How Tinkler took advantage of Chiefs' shaky defence

City coach concedes he was surprised to see a back-three

Sihle Ndebele Journalist
Nathan Fasika of Cape Town City celebrates a goal during the DStv Premiership match between Cape Town City FC and Kaizer Chiefs.
Nathan Fasika of Cape Town City celebrates a goal during the DStv Premiership match between Cape Town City FC and Kaizer Chiefs.
Image: EJ Langner

Cape Town City tactician Eric Tinkler has given an account of how Kaizer Chiefs' rather peculiar back-three system proved advantageous for them when they beat Amakhosi 2-0 at Cape Town Stadium on Tuesday.

Despite deploying three central defenders in Njabulo Ngcobo, Zitha Kwinika and Siyabonga Ngezana at the heart of their defence, Chiefs were still leaky and shaky against City. Darwin Gonzalez and Idumba Fasika were the scorers.
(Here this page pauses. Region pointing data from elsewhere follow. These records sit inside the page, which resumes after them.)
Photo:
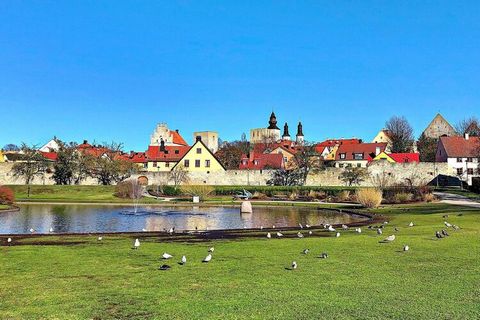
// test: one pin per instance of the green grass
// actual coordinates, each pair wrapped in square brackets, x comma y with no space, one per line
[246,279]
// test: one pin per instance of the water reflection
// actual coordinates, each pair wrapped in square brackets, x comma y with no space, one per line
[98,218]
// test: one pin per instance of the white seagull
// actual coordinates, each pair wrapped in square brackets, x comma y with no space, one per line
[166,256]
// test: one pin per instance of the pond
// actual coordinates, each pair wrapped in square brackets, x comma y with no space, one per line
[81,218]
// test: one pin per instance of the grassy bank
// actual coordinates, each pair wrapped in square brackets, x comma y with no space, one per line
[246,279]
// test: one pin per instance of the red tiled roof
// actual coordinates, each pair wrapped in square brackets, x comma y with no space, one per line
[171,153]
[405,157]
[261,161]
[369,150]
[457,147]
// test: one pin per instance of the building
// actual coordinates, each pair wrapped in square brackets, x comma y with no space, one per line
[439,127]
[199,158]
[398,157]
[357,155]
[169,137]
[462,155]
[209,138]
[262,161]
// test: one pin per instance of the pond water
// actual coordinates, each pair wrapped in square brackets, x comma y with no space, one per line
[103,218]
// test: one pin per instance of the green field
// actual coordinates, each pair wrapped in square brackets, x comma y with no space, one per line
[246,279]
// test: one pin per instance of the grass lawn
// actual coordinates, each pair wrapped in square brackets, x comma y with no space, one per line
[246,279]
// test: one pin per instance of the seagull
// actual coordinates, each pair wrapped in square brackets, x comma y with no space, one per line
[390,238]
[136,245]
[166,256]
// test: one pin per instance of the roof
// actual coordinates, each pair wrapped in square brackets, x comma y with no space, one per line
[369,150]
[171,153]
[261,161]
[457,146]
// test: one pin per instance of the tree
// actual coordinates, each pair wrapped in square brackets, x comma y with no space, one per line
[283,177]
[427,147]
[401,134]
[107,165]
[32,165]
[468,125]
[178,175]
[11,147]
[353,175]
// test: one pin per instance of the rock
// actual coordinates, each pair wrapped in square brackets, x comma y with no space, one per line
[246,207]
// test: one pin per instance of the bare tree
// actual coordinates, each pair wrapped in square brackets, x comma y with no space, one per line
[31,165]
[468,125]
[178,175]
[401,134]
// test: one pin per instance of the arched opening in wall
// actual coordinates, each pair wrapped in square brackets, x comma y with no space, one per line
[142,180]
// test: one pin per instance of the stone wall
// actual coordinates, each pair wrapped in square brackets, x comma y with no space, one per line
[419,173]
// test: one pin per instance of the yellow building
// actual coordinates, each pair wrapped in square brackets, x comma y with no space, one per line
[200,159]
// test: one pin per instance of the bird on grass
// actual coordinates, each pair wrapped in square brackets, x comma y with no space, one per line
[389,238]
[136,244]
[166,256]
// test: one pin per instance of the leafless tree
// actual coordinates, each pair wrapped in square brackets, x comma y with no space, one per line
[401,134]
[31,165]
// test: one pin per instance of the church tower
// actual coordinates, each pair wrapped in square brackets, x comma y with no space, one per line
[300,138]
[286,135]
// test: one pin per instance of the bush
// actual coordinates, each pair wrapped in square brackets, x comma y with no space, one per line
[369,197]
[6,195]
[129,189]
[201,191]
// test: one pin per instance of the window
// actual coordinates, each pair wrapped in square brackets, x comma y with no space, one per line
[358,156]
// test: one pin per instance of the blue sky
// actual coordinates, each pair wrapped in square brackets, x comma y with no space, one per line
[110,70]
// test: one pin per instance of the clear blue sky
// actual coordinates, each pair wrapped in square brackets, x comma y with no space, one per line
[110,70]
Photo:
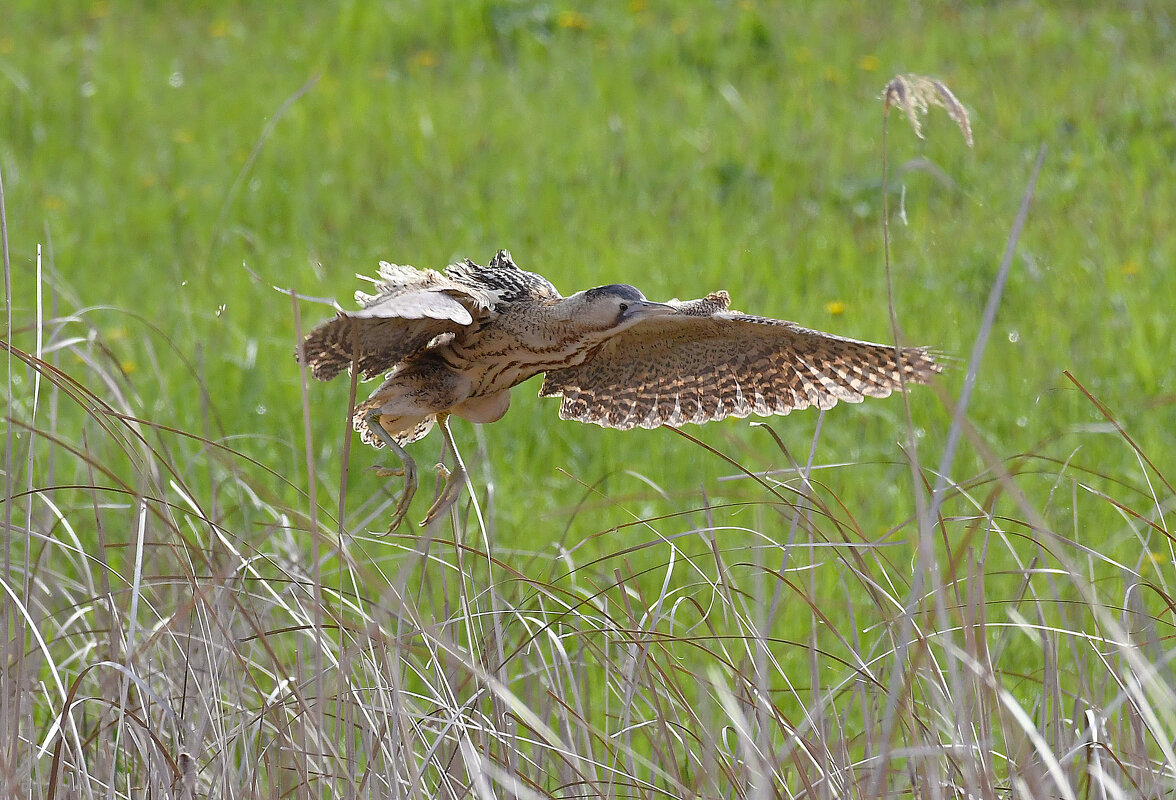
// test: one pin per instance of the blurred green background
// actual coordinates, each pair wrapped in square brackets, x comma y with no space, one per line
[161,154]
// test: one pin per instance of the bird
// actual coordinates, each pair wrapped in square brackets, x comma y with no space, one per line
[456,341]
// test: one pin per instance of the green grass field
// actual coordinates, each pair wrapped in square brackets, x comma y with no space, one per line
[681,628]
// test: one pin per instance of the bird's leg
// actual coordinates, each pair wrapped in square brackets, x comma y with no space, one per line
[454,481]
[409,466]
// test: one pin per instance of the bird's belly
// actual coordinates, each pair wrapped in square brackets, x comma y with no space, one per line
[490,372]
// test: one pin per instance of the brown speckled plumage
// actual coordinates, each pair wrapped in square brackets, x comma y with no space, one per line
[455,342]
[706,364]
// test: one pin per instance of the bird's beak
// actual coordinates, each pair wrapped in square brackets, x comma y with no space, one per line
[647,308]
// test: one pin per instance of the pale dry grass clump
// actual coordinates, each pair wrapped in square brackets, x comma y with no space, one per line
[915,94]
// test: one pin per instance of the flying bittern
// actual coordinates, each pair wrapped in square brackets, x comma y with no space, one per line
[455,342]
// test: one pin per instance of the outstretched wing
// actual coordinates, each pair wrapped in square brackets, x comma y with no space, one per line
[411,310]
[706,362]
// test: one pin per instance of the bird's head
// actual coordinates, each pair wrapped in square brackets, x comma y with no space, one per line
[613,308]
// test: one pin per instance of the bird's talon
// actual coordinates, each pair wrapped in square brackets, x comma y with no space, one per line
[454,482]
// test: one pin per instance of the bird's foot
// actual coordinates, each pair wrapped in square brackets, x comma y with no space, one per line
[409,472]
[454,481]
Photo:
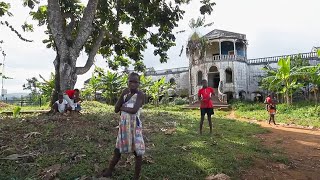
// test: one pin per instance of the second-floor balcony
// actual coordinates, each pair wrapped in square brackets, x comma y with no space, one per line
[225,58]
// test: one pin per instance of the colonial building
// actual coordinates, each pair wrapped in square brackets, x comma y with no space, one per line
[226,67]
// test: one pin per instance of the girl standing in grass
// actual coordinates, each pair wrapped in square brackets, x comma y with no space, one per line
[130,139]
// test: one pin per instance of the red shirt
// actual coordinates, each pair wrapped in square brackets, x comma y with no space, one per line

"To a degree, I think Chiefs playing with a back-three did play into our hands because we knew that could allow our full-backs to have a little bit more space,'' Tinkler said.

"They ended up playing with five because [Dillan] Solomons was playing very deep and [Reeve] Frosler was also playing very deep. So we knew that once they come out, to come and press, the space will be in the channels in the wide areas and you'd now be pulling those centre-backs out of comfortable positions inside."

As a coach, Tinkler has now beaten Chiefs 10 times in 21 attempts, making Amakhosi the side he's beaten the most. The Citizens trainer insinuated he had no secret as to why he's been successful against the Soweto giants.

"I don't know why, [that he's beaten Chefs more than any team] to be honest. I can't really answer that one to be honest, but funny enough this morning [on Tuesday] I thought about it, saying that actually I have been very successful against them and hopefully that success continues today so we can turn the corner,'' Tinkler said.

Meanwhile, Chiefs coach Arthur Zwane remains optimistic they'll get it right along the way, seeing no need to panic. Amakhosi have already lost three league games thus far.

"We'll get the chemistry right because the problem right now is when we try to fix this, then we find a problem in another position, but it's not a train smash. We have enough time ... along the way we'll get it right actually,'' Zwane noted.